Headliners Matt Mason and Ed Stivender are joined by long-time Lincoln area musicians David Fowler, Peter Blakeslee and John Walker of the FBW Express in major events 7:30 p.m. Friday and Saturday at the historic Fox Theater in downtown McCook.

Saturday, other events are set for the High Plains Museum, Bieroc Cafe and Norris Park.

Plan to attend one or all of the events. You'll take home some stories of your own.


Storytelling is a centerpiece of two other events coming up quickly in the Golden Plains.

This weekend, St. Francis hosts the annual Stearman Fly-In, featuring the colorful biplanes that helped train American farm boys prepare to fly the modern warplanes that helped defeat the Third Reich and Japan in World War II. Balloon launches and skydiving also highlight that annual event.
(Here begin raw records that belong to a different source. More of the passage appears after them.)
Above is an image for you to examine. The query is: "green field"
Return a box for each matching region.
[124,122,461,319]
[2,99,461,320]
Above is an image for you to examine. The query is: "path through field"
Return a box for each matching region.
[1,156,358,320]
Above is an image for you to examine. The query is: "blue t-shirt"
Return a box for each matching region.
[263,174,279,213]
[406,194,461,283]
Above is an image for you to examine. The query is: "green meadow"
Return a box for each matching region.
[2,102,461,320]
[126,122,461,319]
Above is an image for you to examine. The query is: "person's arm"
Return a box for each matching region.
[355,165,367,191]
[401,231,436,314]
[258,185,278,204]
And air-minded individuals will have a special treat next weekend, June 16-18, when McCook hosts the State Fly-In.

Storytelling will be a centerpiece there as well, with author Diane R. Bartels telling about Eveny Sharp, the only woman to fly the U.S. Air Mail in Nebraska and one of the original 28 women to fly the Army's airplanes during World War II.

Killed ferrying a P-38 in Pennsylvania, she is buried in Ord near the airport named in her honor.
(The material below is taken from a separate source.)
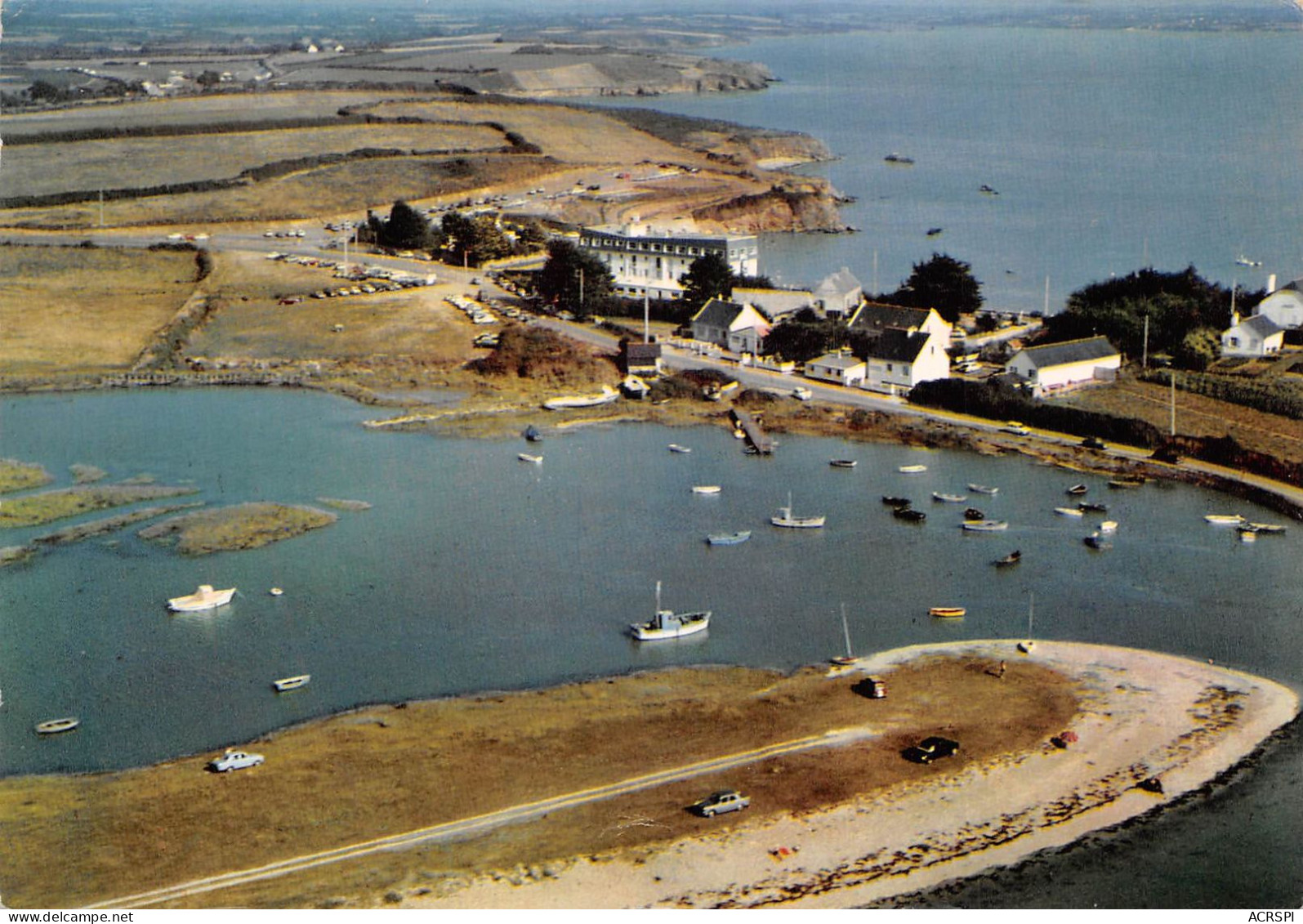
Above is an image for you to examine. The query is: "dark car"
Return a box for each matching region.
[902,735,959,764]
Also onstage at the McCook Regional Airport will be Doug Cairns, a former Royal Air Force pilot who overcame diabetes to fly around the world in a light twin airplane to raise funds for diabetic research.

Performances also will feature champion aerobatic pilot Rob Ator and formation flying by the Colorado Yak Pak.


And for more traditional entertainment, don't forget the Carson & Barnes Circus, hosted by the McCook Optimist Club, which will put on two performances, 4:30 and 7:30 p.m. Monday at the Red Willow County Fairgrounds.

Readers may remember that the circuses' owner, D.R. Miller, who experienced his first circus right here in McCook, passed away during its last visit here, Sept. 8, 1999.

Just one more story to remember and share with our friends.